MONITOR: Concomitant use of tenofovir with cobicistat may increase the risk for tenofovir-related renal adverse effects, including renal impairment, renal failure, elevated creatinine, and Fanconi syndrome. The mechanism of this interaction has not been described. Cobicistat may decrease estimated creatinine clearance via inhibition of tubular secretion of creatinine; however, renal glomerular function does not appear to be affected. When given concomitantly with cobicistat, the systemic exposure (AUC) and trough plasma concentrations (Cmin) of tenofovir was also increased by 23% and 55%, respectively. However, data are lacking to determine whether concomitant use of tenofovir with cobicistat-containing regimens is associated with a greater risk of renal complications compared with regimens that do not include cobicistat.

MANAGEMENT: Initiation of cobicistat or cobicistat-containing regimens is not recommended in patients with CrCl less than 70 mL/min if any coadministered medicine requires dose adjustment based on renal function (including tenofovir), or is nephrotoxic. If concomitant therapy is necessary, monitoring of renal function is recommended, particularly in patients with risk factors for renal impairment.

GENERALLY AVOID: Cobicistat may increase the plasma concentrations of antiretroviral agents. The plasma concentrations of cobicistat may also be increased or reduced in the presence of antiretroviral agents. The proposed mechanism is cobicistat inhibition of the CYP450 3A4 isoenzyme, of which antiretroviral agents may be substrates, and the inhibition or induction of CYP450 3A4 by concomitant antiretroviral medications. Cobicistat is a mechanism-based inhibitor and substrate of CYP450 3A4 with no antiretroviral activity of its own. Rather, it is indicated in its capacity as a pharmacokinetic booster of CYP450 3A4 to increase the systemic exposure of some antiretroviral medications such as atazanavir, darunavir, and elvitegravir, which are substrates of this isoenzyme. Concomitant use of other antiretroviral agents with cobicistat may also increase the plasma levels and risk of side effects associated with these medicines. In contrast, concomitant use of cobicistat-boosted atazanavir or darunavir with CYP450 3A4 inducers nevirapine, etravirine, or efavirenz may reduce the plasma concentrations of cobicistat, darunavir, and atazanavir, leading to a potential loss of therapeutic effect and development of resistance to darunavir and atazanavir. Pharmacokinetic data are not available.
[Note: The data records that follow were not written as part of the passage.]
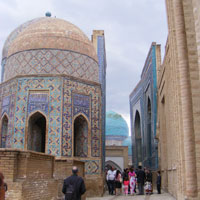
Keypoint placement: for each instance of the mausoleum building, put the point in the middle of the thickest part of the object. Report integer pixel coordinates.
(51, 95)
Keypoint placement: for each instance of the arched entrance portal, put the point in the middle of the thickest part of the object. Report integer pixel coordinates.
(149, 138)
(36, 132)
(80, 137)
(138, 139)
(4, 131)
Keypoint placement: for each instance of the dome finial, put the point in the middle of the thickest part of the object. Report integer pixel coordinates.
(48, 14)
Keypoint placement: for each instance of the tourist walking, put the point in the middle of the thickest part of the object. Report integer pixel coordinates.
(148, 183)
(111, 180)
(158, 182)
(3, 187)
(140, 180)
(132, 180)
(118, 183)
(74, 186)
(126, 185)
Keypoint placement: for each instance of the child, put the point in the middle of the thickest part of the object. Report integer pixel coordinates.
(126, 184)
(158, 182)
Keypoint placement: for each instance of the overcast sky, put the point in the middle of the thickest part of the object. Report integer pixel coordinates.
(130, 27)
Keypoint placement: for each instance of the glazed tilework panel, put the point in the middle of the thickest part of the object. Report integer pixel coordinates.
(81, 137)
(92, 167)
(51, 62)
(38, 101)
(7, 104)
(81, 104)
(94, 92)
(54, 117)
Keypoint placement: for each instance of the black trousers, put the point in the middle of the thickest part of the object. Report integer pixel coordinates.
(111, 186)
(158, 188)
(141, 188)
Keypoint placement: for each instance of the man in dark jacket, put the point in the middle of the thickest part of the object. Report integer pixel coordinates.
(73, 186)
(140, 180)
(158, 182)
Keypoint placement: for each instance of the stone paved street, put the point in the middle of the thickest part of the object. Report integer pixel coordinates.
(163, 196)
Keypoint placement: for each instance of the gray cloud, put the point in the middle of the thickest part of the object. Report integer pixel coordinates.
(130, 28)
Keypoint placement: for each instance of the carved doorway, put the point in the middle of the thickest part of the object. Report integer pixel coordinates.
(80, 137)
(37, 132)
(4, 131)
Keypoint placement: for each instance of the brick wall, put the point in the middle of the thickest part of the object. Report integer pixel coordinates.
(179, 102)
(29, 175)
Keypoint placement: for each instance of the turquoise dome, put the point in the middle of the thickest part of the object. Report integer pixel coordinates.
(116, 125)
(127, 142)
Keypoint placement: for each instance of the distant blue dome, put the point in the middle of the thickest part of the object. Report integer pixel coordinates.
(127, 142)
(116, 125)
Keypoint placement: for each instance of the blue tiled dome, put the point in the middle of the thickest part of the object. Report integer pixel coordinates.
(116, 125)
(127, 142)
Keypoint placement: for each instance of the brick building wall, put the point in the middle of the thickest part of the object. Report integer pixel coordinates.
(178, 102)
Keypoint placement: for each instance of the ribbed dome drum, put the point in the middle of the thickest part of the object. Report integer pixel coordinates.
(116, 125)
(50, 46)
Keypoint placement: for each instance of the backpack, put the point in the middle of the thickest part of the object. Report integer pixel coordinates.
(70, 192)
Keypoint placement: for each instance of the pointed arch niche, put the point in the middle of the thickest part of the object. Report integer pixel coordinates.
(138, 138)
(4, 131)
(36, 137)
(149, 131)
(80, 136)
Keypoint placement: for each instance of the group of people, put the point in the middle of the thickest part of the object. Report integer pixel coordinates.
(131, 180)
(74, 186)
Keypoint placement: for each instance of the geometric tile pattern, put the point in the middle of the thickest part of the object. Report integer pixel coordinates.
(53, 85)
(56, 95)
(38, 101)
(101, 53)
(81, 137)
(71, 87)
(7, 102)
(81, 104)
(5, 105)
(92, 167)
(48, 61)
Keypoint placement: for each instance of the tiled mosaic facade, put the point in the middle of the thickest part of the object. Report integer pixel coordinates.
(99, 42)
(143, 104)
(51, 62)
(81, 137)
(7, 102)
(24, 96)
(94, 93)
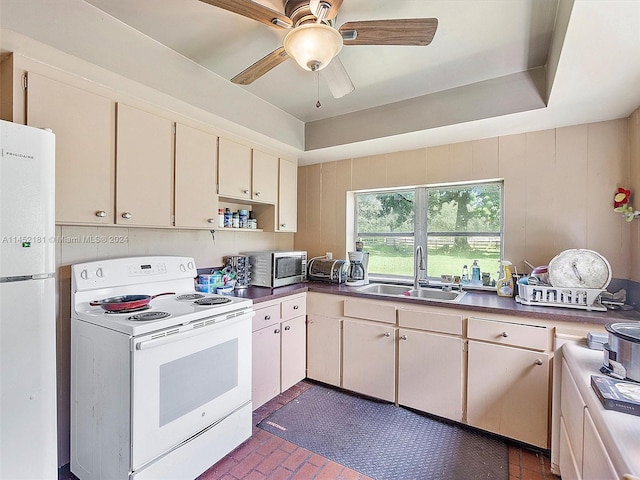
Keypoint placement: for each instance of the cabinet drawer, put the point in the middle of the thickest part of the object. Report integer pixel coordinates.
(266, 316)
(370, 310)
(526, 336)
(431, 321)
(294, 307)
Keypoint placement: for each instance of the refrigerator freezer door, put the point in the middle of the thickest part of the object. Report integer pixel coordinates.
(27, 184)
(28, 425)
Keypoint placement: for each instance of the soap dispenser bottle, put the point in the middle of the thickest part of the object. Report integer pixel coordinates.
(504, 287)
(475, 272)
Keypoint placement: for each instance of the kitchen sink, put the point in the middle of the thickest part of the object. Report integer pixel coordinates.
(385, 289)
(435, 294)
(406, 291)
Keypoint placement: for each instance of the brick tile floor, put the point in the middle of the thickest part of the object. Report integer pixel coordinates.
(267, 457)
(282, 460)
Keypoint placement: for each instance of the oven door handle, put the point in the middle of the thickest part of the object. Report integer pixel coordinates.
(179, 333)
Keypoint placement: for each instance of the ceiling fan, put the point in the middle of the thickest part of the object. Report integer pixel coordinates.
(314, 42)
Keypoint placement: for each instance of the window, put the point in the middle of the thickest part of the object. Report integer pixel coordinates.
(455, 224)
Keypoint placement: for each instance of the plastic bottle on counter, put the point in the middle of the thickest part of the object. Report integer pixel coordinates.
(505, 286)
(465, 275)
(227, 218)
(243, 218)
(475, 272)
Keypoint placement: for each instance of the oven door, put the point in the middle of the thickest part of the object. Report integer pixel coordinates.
(184, 380)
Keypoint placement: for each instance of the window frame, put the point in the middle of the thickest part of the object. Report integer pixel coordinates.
(420, 233)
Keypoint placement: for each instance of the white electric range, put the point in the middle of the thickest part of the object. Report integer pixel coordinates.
(163, 391)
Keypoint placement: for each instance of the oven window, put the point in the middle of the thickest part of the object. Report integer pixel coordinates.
(288, 267)
(194, 380)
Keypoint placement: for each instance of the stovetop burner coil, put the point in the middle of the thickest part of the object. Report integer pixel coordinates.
(189, 296)
(212, 301)
(128, 310)
(146, 316)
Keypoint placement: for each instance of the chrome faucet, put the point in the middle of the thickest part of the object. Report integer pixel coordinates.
(418, 266)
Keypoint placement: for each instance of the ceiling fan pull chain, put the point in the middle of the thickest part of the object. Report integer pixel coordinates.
(317, 72)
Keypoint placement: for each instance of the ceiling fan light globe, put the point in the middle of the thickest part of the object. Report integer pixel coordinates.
(313, 45)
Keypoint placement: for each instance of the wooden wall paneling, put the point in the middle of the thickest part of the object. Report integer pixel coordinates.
(541, 195)
(369, 172)
(572, 197)
(485, 161)
(407, 168)
(608, 167)
(513, 168)
(438, 164)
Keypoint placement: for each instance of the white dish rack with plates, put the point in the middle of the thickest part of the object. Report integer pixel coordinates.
(581, 298)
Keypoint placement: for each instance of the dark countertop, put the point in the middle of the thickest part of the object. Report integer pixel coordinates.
(479, 301)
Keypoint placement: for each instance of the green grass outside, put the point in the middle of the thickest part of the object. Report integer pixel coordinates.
(399, 261)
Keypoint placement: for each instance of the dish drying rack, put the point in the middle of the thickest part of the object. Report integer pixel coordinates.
(581, 298)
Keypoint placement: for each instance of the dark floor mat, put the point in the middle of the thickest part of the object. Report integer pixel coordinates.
(386, 442)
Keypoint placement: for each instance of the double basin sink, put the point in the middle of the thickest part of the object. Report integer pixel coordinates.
(390, 290)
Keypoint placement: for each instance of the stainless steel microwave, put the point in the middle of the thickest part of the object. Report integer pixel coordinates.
(276, 268)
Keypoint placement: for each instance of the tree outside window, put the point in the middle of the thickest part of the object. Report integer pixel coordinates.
(455, 224)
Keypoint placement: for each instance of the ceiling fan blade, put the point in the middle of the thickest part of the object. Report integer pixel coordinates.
(261, 67)
(254, 11)
(337, 78)
(409, 31)
(331, 13)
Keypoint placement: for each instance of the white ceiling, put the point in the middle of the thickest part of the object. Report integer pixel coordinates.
(495, 67)
(476, 40)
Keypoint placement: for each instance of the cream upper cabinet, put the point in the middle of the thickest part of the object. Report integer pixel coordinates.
(84, 125)
(287, 197)
(234, 170)
(264, 185)
(144, 174)
(196, 201)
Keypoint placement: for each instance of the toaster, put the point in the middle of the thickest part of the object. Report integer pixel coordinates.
(326, 270)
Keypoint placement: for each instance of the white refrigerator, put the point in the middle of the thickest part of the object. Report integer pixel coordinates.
(28, 424)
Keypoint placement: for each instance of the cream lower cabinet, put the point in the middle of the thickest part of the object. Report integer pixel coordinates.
(279, 347)
(324, 345)
(431, 364)
(84, 124)
(508, 386)
(368, 358)
(369, 348)
(583, 455)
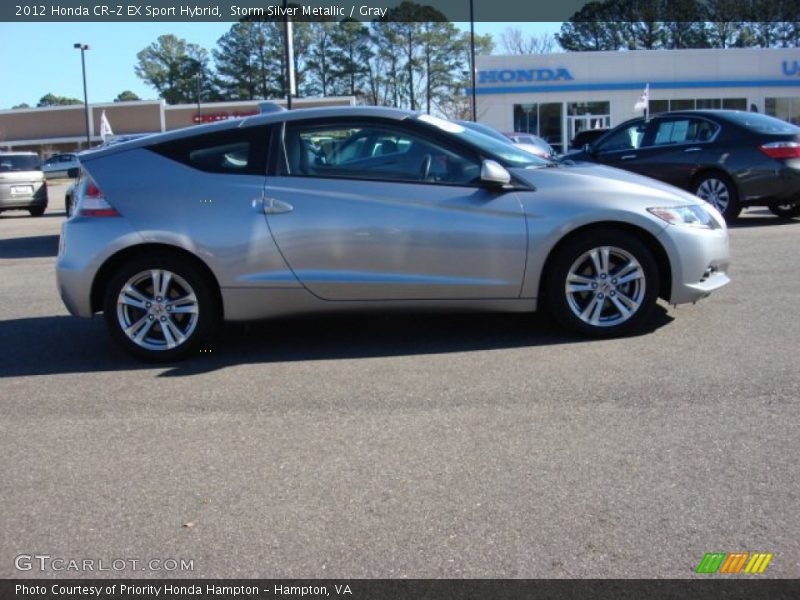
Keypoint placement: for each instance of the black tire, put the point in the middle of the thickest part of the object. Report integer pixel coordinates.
(576, 310)
(186, 278)
(786, 211)
(718, 190)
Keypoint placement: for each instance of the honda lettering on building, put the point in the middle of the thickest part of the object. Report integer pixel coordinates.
(221, 116)
(524, 75)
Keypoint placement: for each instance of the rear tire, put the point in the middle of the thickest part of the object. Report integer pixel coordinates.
(718, 190)
(160, 308)
(603, 284)
(786, 211)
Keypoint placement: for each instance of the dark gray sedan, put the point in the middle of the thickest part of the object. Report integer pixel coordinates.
(369, 209)
(729, 158)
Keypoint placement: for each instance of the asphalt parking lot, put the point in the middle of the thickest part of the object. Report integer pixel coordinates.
(406, 446)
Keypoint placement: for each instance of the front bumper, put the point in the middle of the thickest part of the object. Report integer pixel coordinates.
(37, 198)
(699, 259)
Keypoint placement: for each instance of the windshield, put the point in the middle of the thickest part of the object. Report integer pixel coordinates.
(762, 123)
(506, 153)
(19, 162)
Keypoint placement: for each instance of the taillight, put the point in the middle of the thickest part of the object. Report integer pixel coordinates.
(93, 202)
(781, 149)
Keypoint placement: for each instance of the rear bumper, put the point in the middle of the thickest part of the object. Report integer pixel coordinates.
(780, 185)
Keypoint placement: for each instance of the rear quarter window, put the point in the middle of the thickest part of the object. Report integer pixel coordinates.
(759, 123)
(241, 151)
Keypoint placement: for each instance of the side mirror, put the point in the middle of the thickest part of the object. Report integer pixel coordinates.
(494, 174)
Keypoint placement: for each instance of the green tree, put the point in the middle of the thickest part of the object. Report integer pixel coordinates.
(53, 100)
(319, 63)
(248, 61)
(171, 65)
(126, 96)
(351, 51)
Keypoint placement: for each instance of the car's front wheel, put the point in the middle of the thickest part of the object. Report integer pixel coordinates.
(160, 308)
(786, 211)
(718, 190)
(602, 284)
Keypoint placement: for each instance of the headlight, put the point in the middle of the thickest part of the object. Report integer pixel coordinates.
(693, 216)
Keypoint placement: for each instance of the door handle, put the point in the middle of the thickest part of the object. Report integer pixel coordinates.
(272, 206)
MANAGEMENT: Cobicistat is not intended for use with more than one antiretroviral medication that requires pharmacokinetic enhancement, such as two protease inhibitors or elvitegravir in combination with a protease inhibitor. In addition, cobicistat should not be used concomitantly with ritonavir due to their similar effects on CYP450 3A4. According to some authorities, use of the antiretroviral combinations of atazanavir-cobicistat or darunavir-cobicistat concomitantly with the CYP450 3A4 inducers efavirenz, etravirine, or nevirapine is also not recommended. Other authorities consider the administration of atazanavir-cobicistat with efavirenz or nevirapine to be contraindicated. Since dosing recommendations have only been established for a number of antiretroviral medications, product labeling and current antiretroviral treatment guidelines should be consulted.